The crypto space is crawling with projects that are more of hot air than substance. Over-hyped projects target those with limited technical know-how or are quickly sold on blindly promoting coins. Consequently, the coins skyrocket without a solid reason. One needs to carefully evaluate the basis for a coin’s rise in value. If it’s because of increased hype, then instability is on the horizon.
16. Misleading Features
A common hyping technique involves teams marketing features that don’t exist. This amounts to promoting a hollow product.
17. Grand Vision
The team should show the goods for its word. A grand vision remains just that until there’s substantial proof of their capabilities. The proof is in the form of technical details on how they’ll accomplish their objectives. Without the technical details, the team could be selling a pipe dream.
18. Publicity Stunts
It’s crucial to look beyond the publicity fanfare. You should ask yourself if there’s substance behind the marketing frenzy. Does the project stand for something gainful, or is it more concerned with announcing new features, marketing campaigns, and partnerships? Avoid getting sucked into such announcements.
19. Market Size
Many underrate market size when evaluating a cryptocurrency’s viability. At the moment, there’s a proliferation of niche coins. Although this isn’t an issue, a more general currency is preferable. The market will readily adopt a coin with broader application. Such a coin mitigates the need to have many coins catering to different needs. Holding niche coins is cumbersome and unsustainable.

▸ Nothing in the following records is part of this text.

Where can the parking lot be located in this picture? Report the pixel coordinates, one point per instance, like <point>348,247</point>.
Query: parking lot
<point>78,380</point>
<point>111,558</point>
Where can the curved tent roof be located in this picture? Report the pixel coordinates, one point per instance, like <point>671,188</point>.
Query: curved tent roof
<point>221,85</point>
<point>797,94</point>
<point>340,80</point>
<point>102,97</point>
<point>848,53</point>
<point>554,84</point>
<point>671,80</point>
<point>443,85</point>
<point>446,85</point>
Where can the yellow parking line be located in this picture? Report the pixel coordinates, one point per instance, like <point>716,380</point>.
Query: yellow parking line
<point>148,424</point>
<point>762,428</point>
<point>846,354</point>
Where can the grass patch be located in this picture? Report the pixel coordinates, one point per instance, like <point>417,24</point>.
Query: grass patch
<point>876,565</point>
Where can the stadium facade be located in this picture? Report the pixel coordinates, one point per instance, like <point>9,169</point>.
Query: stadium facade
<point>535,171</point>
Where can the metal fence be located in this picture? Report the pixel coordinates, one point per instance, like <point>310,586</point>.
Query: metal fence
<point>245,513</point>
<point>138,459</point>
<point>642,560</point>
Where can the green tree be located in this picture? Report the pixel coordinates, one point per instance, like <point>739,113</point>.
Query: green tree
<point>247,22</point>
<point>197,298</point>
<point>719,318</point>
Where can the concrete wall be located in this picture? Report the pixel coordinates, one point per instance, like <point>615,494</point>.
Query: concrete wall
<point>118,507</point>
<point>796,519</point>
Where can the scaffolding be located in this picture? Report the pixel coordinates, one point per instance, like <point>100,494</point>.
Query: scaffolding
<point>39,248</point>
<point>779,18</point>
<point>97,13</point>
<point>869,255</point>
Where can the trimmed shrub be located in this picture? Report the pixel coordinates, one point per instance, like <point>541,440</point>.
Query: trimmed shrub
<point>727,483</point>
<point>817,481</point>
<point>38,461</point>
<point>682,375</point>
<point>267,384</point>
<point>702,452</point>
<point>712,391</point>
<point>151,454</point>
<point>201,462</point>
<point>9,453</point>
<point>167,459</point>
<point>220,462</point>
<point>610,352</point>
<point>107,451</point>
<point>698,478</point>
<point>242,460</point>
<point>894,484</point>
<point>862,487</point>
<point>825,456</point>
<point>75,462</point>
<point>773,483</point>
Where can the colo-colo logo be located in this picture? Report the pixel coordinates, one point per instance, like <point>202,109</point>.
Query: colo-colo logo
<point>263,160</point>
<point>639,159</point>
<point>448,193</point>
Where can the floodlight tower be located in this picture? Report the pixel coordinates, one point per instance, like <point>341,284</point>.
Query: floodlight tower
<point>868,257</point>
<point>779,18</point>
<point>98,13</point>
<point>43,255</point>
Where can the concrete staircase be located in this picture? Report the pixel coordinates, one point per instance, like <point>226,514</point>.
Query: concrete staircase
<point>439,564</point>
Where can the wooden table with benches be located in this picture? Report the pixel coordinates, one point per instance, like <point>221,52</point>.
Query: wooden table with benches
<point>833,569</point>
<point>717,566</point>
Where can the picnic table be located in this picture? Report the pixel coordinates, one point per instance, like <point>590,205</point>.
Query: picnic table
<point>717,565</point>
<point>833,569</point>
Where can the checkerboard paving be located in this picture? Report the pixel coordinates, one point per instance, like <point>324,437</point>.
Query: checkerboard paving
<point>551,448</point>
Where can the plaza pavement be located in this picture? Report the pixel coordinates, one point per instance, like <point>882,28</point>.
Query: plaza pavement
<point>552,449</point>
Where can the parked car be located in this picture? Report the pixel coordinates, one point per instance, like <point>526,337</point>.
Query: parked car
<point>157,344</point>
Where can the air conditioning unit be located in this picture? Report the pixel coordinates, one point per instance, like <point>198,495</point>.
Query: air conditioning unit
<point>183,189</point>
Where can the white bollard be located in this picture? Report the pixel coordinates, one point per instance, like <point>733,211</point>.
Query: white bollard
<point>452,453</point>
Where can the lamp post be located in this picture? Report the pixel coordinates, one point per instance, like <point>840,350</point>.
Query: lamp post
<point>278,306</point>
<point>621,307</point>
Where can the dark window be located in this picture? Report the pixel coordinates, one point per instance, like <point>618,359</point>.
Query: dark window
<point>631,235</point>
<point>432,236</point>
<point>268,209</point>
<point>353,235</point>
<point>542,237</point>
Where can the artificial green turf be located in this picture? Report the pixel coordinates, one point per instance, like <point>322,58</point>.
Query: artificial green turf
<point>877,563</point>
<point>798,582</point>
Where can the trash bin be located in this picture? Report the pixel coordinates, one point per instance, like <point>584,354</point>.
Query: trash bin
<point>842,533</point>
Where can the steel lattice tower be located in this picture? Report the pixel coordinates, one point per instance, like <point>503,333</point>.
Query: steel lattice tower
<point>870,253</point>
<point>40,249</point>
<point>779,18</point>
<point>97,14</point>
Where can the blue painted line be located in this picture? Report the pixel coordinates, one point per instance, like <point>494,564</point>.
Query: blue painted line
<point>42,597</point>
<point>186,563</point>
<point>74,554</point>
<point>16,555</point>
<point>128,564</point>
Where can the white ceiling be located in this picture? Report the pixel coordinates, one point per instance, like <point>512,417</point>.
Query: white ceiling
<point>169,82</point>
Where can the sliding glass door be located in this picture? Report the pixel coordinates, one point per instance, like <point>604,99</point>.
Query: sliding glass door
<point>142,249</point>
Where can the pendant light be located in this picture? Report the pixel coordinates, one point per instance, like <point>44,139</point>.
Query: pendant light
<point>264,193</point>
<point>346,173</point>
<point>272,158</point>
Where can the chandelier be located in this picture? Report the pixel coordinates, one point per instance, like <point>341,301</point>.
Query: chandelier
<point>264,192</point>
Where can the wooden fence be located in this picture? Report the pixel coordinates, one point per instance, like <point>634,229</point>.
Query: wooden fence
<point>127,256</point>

The philosophy behind the coin gives insights into its utility. It’s important to query the particular need the coin serves. The cryptoverse is lucrative and does attract creators that would build something for the sake of building, not that they’d have a pain point to serve.

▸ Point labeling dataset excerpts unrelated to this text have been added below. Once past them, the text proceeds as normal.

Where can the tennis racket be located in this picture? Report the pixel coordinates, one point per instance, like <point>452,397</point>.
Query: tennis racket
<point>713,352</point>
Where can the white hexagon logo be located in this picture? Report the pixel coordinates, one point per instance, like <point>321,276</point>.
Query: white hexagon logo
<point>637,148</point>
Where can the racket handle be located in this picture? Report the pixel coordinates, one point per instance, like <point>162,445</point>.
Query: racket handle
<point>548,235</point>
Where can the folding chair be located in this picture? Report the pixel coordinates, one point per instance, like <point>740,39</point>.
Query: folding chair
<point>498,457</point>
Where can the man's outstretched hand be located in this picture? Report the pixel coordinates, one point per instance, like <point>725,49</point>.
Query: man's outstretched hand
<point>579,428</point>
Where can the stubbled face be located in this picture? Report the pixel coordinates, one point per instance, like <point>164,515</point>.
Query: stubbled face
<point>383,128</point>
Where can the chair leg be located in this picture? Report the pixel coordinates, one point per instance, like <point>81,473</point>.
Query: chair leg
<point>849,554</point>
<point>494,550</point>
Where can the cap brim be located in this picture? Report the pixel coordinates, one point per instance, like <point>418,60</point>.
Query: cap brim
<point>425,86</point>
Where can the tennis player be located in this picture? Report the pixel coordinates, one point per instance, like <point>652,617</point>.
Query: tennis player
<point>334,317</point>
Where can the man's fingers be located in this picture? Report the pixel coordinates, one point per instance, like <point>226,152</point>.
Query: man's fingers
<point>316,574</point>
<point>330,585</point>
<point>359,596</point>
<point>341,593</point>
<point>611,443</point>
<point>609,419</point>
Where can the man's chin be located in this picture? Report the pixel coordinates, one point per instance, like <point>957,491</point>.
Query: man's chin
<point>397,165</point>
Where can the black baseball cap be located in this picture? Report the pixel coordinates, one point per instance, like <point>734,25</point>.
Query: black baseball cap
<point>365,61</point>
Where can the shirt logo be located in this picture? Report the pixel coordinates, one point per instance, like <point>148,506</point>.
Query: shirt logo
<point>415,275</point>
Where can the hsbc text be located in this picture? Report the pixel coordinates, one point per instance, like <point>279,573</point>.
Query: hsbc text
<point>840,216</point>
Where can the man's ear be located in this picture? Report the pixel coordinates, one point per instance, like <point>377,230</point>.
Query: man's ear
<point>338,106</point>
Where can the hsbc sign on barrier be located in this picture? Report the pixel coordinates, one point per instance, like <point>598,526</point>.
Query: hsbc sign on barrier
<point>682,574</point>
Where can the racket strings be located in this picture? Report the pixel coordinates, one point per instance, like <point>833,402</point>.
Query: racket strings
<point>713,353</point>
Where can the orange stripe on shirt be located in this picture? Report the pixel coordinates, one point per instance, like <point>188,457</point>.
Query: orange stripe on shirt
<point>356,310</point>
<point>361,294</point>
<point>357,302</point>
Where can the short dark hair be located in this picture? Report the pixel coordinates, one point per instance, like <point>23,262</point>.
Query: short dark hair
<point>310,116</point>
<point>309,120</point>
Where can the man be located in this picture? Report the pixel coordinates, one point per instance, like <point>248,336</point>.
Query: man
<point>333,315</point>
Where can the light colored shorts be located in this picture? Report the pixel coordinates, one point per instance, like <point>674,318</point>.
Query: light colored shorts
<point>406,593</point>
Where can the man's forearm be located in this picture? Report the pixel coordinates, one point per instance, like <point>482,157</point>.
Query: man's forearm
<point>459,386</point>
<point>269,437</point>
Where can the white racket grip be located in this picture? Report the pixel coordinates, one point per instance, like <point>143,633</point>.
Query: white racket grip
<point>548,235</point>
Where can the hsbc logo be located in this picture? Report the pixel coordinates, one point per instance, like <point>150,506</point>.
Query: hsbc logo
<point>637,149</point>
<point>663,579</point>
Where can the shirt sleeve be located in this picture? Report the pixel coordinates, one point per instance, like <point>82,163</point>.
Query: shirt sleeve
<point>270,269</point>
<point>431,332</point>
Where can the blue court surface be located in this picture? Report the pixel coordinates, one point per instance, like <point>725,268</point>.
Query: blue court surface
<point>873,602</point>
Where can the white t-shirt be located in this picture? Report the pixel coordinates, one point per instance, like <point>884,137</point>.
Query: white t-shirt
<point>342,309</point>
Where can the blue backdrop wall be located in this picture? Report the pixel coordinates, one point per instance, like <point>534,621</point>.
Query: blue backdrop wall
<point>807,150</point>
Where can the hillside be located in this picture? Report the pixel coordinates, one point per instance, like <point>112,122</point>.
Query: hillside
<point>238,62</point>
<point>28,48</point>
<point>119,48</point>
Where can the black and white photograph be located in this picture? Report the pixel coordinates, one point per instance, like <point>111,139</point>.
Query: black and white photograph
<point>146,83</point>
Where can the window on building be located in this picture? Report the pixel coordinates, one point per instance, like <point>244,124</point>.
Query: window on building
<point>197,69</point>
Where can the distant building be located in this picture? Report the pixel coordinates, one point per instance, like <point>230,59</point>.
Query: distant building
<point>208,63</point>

A coin needs to justify its existence. Additionally, it doesn’t need a convoluted explanation to justify its usefulness. A Blockchain that doesn’t solve any problem need not host a coin.
A coin should simplify situations. Any coin that complicates transactions lacks a definite purpose. Again cryptocurrencies are moving towards a unified future. One needs to be wary of a coin that’s working to the contrary.
22. Ponzi Schemes
Any whiff of a Ponzi scheme always turns out to be so. There are no guarantees in the crypto space. Again there’re no freebies; everything has an attached cost. Flee from projects that portray their coins to be only appreciating.
A good grasp of the ICO/IEO/STO offering is central to selecting the coins to purchase.
23. No Hard Cap
Apart from the very few exceptions to this rule, for example, Tether, you should be wary of projects without hard caps. Given free reign to mint coins, teams could do so, resulting in a decline in the coin’s value. Consequently, there will be a dilution of every coin holder’s value.
24. Distribution of Funds
It is the norm for teams to allocate themselves a portion of the coins or tokens arising from the ICO. Be that as it may, it’s unacceptable for the team to give itself the lion’s share. A 10% allocation is fair to contextualize this, not so for 40-50% of the total supply. Huge team allocations centralize the project running counter to the fundamental principles of crypto development. Concentrating the coin’s ownership within a small clique turns off would-be investors.
The ballooning of cryptos has provided a fertile breeding ground for scam projects. As such, navigating the cryptosphere is a daunting task. One needs discernment to avoid the many pitfalls that dot this space. This article has identified 24 red flags that point to potentially risky projects. While acknowledging that not all coins exhibiting these characteristics are a scam, it nevertheless shows the uncertainty that comes with them. Approaching crypto investments with this knowledge helps save time and notably investor’s funds.